Title：Optimizing MapReduce Framework through Joint Scheduling of Overlapping Phases
MapReduce includes three phases of map, shuffle, and reduce. Since the map phase is CPU-intensive and the shuffle phase is I/O-intensive, these phases can be conducted in parallel. This paper studies a joint scheduling optimization of overlapping map and shuffle phases to minimize the average job makespan. Challenges come from the dependency relationship between map and shuffle phases, since the shuffle phase may wait to transfer the data emitted by the map phase. A new concept of the strong pair is introduced. Two jobs are defined as a strong pair, if the shuffle and map workloads of one job equal the map and shuffle workloads of the other job, respectively. We prove that, if the entire set of jobs can be decomposed to strong pairs of jobs, then the optimal schedule is to pairwisely execute jobs that can form a strong pair. Following the above intuition, several offline and online scheduling policies are proposed. They first group jobs according to job workloads, and then, execute jobs within each group through a pairwise manner. Real data-driven experiments validate the efficiency and effectiveness of the proposed policies.
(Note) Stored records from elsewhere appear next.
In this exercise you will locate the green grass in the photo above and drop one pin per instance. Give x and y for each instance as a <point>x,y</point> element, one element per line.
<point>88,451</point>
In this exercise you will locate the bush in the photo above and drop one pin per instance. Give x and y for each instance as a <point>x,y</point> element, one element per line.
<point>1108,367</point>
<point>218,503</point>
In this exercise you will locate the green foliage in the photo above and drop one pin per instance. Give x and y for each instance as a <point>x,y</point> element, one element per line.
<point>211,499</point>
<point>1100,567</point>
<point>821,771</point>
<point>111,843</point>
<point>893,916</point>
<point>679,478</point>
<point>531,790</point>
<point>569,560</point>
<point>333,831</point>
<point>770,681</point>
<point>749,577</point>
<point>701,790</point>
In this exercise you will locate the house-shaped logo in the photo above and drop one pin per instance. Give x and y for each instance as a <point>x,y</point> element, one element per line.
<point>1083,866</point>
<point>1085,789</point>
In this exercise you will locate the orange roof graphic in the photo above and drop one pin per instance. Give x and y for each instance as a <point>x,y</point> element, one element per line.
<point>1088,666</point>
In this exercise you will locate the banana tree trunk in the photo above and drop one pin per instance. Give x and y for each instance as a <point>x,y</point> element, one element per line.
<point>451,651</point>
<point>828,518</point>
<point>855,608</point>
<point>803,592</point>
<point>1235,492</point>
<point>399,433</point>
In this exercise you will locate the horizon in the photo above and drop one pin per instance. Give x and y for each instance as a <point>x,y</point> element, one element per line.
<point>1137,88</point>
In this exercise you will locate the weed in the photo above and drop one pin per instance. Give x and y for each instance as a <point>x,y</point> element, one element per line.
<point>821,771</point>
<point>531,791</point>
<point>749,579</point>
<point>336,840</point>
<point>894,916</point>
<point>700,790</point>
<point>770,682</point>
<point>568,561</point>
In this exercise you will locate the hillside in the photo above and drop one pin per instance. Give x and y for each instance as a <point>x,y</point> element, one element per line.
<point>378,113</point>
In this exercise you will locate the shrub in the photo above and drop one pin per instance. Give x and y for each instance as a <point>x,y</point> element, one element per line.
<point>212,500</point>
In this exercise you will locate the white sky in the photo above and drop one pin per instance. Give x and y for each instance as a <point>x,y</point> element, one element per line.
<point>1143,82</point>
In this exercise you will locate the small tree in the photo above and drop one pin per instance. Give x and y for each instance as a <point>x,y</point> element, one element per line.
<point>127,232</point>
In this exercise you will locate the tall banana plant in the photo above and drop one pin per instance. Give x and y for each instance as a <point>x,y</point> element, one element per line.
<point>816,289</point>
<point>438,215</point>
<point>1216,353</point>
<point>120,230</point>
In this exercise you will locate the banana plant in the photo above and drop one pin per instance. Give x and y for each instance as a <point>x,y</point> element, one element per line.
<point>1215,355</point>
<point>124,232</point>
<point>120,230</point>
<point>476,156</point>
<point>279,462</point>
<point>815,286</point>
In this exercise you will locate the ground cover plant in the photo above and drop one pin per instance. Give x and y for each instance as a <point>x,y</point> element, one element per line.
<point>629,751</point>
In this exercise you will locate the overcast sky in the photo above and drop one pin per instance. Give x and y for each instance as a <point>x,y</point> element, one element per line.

Jie Wu is the Associate Vice Provost for International Affairs at Temple University. He also serves as the Director of Center for Networked Computing and Laura H. Carnell professor in the Department of Computer and Information Sciences. Prior to joining Tempe University, he was a program director at the National Science Foundation and was a distinguished professor at Florida Atlantic University. His current research interests include mobile computing and wireless networks, routing protocols, cloud and green computing, network trust and security, and social network applications. Dr. Wu regularly publishes in scholarly journals, conference proceedings, and books. He serves on several editorial boards, including IEEE Transactions on Service Computing and the Journal of Parallel and Distributed Computing. Dr. Wu was general co-chair/chair for IEEE MASS 2006, IEEE IPDPS 2008, IEEE ICDCS 2013, and ACM MobiHoc 2014, as well as program co-chair for IEEE INFOCOM 2011 and CCF CNCC 2013. He was an IEEE Computer Society Distinguished Visitor, ACM Distinguished Speaker, and chair for the IEEE Technical Committee on Distributed Processing (TCDP). Dr. Wu is a CCF Distinguished Speaker and a Fellow of the IEEE. He is the recipient of the 2011 China Computer Federation (CCF) Overseas Outstanding Achievement Award.